INTRODUCTION 384 I. THE HISTORY OF HEIR HUNTING 393 A. Early Hostility 393 B. Modern Confusion 400 1. Champerty's Twilight 400 2. Legal Ethics 402 3. Unclaimed Property Statutes 404 4. Litigation Funding 407 II. EMPIRICALLY ASSESSING HEIR HUNTING 410 A. Data Description 410 B. General Results 411 III. POLICY IMPLICATIONS 419 A. Champerty 419 1. Purposes of Champerty 420 a. The Litigiousness Theory 420 b.

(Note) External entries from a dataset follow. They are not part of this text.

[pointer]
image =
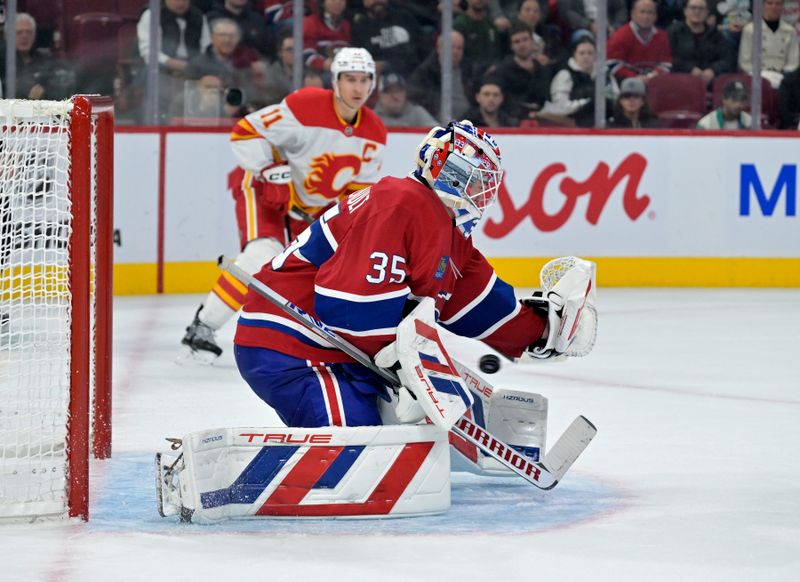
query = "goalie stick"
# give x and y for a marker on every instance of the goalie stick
(544, 474)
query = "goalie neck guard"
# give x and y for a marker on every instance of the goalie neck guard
(352, 60)
(461, 163)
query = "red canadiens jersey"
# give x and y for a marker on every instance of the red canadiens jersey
(328, 157)
(360, 267)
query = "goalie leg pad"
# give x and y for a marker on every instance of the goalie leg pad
(366, 472)
(426, 369)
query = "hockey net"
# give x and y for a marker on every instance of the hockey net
(55, 298)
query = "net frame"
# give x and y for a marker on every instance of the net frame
(89, 185)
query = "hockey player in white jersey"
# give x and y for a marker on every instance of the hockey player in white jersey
(297, 158)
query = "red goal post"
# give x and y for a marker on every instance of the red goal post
(56, 217)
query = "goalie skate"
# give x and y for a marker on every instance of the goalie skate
(168, 488)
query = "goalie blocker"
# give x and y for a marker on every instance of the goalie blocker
(339, 472)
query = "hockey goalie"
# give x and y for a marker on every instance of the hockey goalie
(379, 274)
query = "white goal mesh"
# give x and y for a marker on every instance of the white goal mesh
(36, 305)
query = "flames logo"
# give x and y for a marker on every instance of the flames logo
(330, 174)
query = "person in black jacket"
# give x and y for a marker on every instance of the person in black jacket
(489, 111)
(789, 101)
(389, 33)
(525, 83)
(425, 81)
(630, 110)
(696, 47)
(184, 35)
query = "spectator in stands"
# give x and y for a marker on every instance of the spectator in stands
(393, 106)
(425, 82)
(696, 47)
(581, 14)
(789, 101)
(791, 14)
(389, 33)
(427, 13)
(184, 35)
(204, 99)
(524, 81)
(731, 114)
(489, 110)
(734, 15)
(324, 31)
(572, 88)
(218, 60)
(530, 14)
(278, 77)
(669, 11)
(639, 49)
(252, 27)
(779, 47)
(480, 35)
(39, 75)
(502, 12)
(312, 78)
(630, 109)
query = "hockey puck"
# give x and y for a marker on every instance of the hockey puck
(489, 364)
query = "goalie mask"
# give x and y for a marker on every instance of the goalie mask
(461, 163)
(352, 60)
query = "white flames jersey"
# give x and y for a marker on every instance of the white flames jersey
(328, 157)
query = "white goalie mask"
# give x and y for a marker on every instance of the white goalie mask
(352, 60)
(461, 163)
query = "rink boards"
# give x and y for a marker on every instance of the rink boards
(684, 209)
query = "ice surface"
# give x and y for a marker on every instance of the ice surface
(692, 476)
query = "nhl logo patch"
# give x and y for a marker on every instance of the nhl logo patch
(441, 268)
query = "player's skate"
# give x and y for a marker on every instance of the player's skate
(201, 341)
(168, 485)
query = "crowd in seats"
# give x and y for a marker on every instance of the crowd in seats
(517, 63)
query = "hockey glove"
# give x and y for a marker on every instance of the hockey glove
(568, 298)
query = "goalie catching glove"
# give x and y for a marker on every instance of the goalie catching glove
(568, 297)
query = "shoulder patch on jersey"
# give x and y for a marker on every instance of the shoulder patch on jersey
(313, 106)
(441, 268)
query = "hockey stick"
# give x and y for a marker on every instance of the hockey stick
(544, 475)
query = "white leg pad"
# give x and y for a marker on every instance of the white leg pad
(337, 472)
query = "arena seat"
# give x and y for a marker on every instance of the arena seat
(677, 95)
(769, 96)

The Interference Theory 426 2. Disadvantages of Champerty 428 B. Representation 430 C. Legislation 434 1. Fee Caps 435 2. Time Limits 438 CONCLUSION 439 INTRODUCTION

On January 25, 2016, Henry Imperial died intestate in San Francisco, California. (1) His property was worth more than $425,000, but none of his relatives came forward to claim it. (2) Thus, on April 29, the Public Administrator--an agency that handles the cases of decedents who have no apparent kin--filed a petition in probate court to administer Henry's estate. (3)

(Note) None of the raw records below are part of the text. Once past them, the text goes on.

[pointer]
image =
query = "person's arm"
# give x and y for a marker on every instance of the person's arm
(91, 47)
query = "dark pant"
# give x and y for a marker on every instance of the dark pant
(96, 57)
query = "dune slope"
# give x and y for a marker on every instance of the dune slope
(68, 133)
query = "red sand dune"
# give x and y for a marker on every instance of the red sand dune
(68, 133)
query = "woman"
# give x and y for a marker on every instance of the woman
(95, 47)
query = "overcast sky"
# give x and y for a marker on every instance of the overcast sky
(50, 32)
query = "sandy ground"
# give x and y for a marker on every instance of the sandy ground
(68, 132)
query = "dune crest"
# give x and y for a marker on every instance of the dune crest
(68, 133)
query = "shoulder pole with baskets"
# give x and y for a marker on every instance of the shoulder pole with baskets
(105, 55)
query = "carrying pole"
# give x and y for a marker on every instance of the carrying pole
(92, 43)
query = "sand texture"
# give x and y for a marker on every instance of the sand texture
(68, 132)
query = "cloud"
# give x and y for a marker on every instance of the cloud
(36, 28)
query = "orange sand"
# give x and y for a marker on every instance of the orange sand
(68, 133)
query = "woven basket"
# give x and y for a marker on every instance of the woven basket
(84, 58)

One day later, the phone rang in Hal Imperial's house in Oak Run, a rural area north of Sacramento. (4) The caller told Hal that if he was Henry's son, he "would be entitled to a beneficial interest in [Henry's] estate, but only if he acted immediately." (5) The caller said that he would send paperwork that Hal needed to sign and return as soon as possible. (6) Hal, whose poor health prevented him from working, followed the caller's instructions. (7) On May 3, he signed a contract with a company called American Research Bureau (ARB). (8) ARB promised to help Hal obtain his inheritance in return for an assignment of twenty-five percent of his share of the property. (9) On May 6, Hal's brother, Robert Imperial, a laborer who lived thirty-five miles east of San Francisco, signed the same agreement with ARB. (10)

Yet Hal and Robert did not need ARB's assistance. On May 23, three weeks after the phone call, the probate court granted the Public Administrator's petition to be appointed administrator of Henry's estate. (11) Like all administrators, the agency owed a duty to try to find Henry's heirs. (12) The Public Administrator would have had little difficulty locating Hal and Robert, who shared Henry's surname and lived in the same geographic area. But by each signing away a quarter of their birthright to ARB, Hal and Robert forfeited a total of $100,000. (13)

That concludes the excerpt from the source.